PROVIDENCE, R.I. [Brown University] —
Recent research has shown that children with progeria who were treated with lonafarnib, a drug originally developed to treat cancer, were more likely to survive over the course the study compared with children with progeria who did not receive the drug. The study is preliminary, but the researchers say the results suggest a promising avenue for treating a condition for which there are currently no approved therapies.

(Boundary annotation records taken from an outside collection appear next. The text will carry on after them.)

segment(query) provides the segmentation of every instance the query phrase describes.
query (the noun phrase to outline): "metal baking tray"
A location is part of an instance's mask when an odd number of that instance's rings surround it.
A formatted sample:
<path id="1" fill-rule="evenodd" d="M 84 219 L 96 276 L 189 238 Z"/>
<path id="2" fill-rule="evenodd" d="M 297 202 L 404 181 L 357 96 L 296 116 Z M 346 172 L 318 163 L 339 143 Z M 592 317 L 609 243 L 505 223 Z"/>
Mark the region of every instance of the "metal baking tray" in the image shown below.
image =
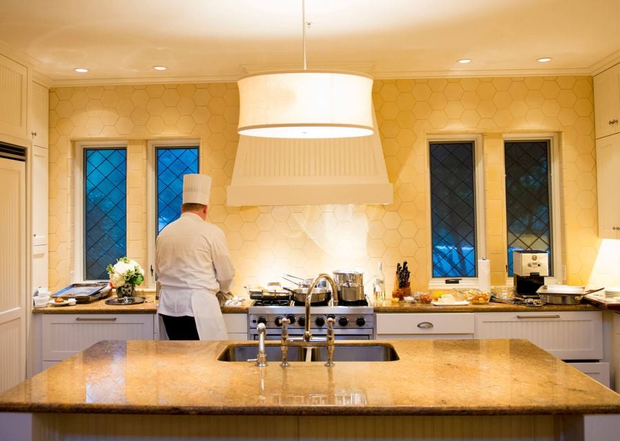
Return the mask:
<path id="1" fill-rule="evenodd" d="M 52 297 L 74 298 L 78 303 L 90 303 L 93 300 L 107 297 L 110 291 L 108 282 L 72 283 L 52 294 Z"/>

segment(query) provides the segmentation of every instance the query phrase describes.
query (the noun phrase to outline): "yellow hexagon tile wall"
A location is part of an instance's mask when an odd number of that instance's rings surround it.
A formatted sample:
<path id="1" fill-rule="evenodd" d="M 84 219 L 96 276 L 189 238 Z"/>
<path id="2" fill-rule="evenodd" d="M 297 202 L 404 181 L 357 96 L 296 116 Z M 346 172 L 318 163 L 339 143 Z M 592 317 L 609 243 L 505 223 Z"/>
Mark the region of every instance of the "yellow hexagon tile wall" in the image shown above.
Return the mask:
<path id="1" fill-rule="evenodd" d="M 504 283 L 505 222 L 501 182 L 504 133 L 558 132 L 563 258 L 568 282 L 585 284 L 595 250 L 596 167 L 592 79 L 586 76 L 378 80 L 373 87 L 394 203 L 387 206 L 228 207 L 238 136 L 234 83 L 61 88 L 50 92 L 50 284 L 67 285 L 72 242 L 74 144 L 128 144 L 128 253 L 147 267 L 147 141 L 200 139 L 200 169 L 214 178 L 209 218 L 227 234 L 239 287 L 358 266 L 366 280 L 407 260 L 414 289 L 431 274 L 426 135 L 483 135 L 486 255 L 493 284 Z M 495 182 L 498 181 L 498 182 Z M 500 232 L 498 233 L 498 232 Z M 388 276 L 388 290 L 392 277 Z"/>

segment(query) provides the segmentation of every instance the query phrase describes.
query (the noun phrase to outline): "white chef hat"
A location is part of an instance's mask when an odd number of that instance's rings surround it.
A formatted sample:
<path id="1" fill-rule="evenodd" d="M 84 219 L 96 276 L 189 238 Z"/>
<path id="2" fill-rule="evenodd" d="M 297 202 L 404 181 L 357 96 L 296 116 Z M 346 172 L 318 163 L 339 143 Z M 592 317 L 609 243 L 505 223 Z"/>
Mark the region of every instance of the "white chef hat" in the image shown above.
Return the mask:
<path id="1" fill-rule="evenodd" d="M 210 176 L 192 174 L 183 176 L 183 203 L 209 205 L 211 194 Z"/>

“This study provides supporting evidence that we can begin to put the brakes on the rapid aging process for children with progeria," said Dr. Leslie Gordon, lead author and a professor (research) of pediatrics at the Warren Alpert Medical School of Brown University and Hasbro Children’s Hospital. “These results provide new promise and optimism to the progeria community.”
Progeria (known formally as Hutchinson-Gilford Progeria Syndrome) is caused by a mutation in a gene whose protein product helps maintain normal structure and function in the cellular nucleus. It’s thought that the disease-causing protein progerin causes instability in nuclei throughout the body and leads to a rapid aging process. Children with progeria appear advanced in age and experience age-related conditions like hair loss, joint pain and cardiovascular disease. Children with the condition live an average of 14.5 years and die due to rapid progression of atherosclerosis.
The study took place at Boston Children’s Hospital, Brown University and Hasbro children’s Hospital. Researchers followed 27 children with progeria who had taken twice-daily doses of lonafarnib in a clinical trial at Boston Children’s Hospital. The study group was compared to a group of 27 children of similar age who had progeria but were not part of the trial and did not receive the drug. The study showed a significantly lower mortality rate in the group receiving lonafarnib treatment. After two years, mortality in the treatment group was 3.7 percent, compared to 33.3 percent in the untreated group.
It’s not clear from the study exactly what the drug is doing that may extend children’s lives. But because most children with progeria die of heart disease and strokes, “the lower mortality rate may have been attributable to cardiovascular and possibly cerebrovascular benefit,” the researchers wrote.
Dr. Francis Collins, director of the National Institutes of Health, led the lab that first identified the mutation that causes progeria.
“My lab did some of the original research on cellular and mouse models that showed potential benefit of this class of drugs for Progeria,” said Collins, who was not involved in the new study. "It was encouraging to see those results translated into a clinical trial. Yet demonstrating effectiveness of treatments in this small population of children with this rare fatal disease is a major challenge. Thus, I'm particularly encouraged by these latest findings.”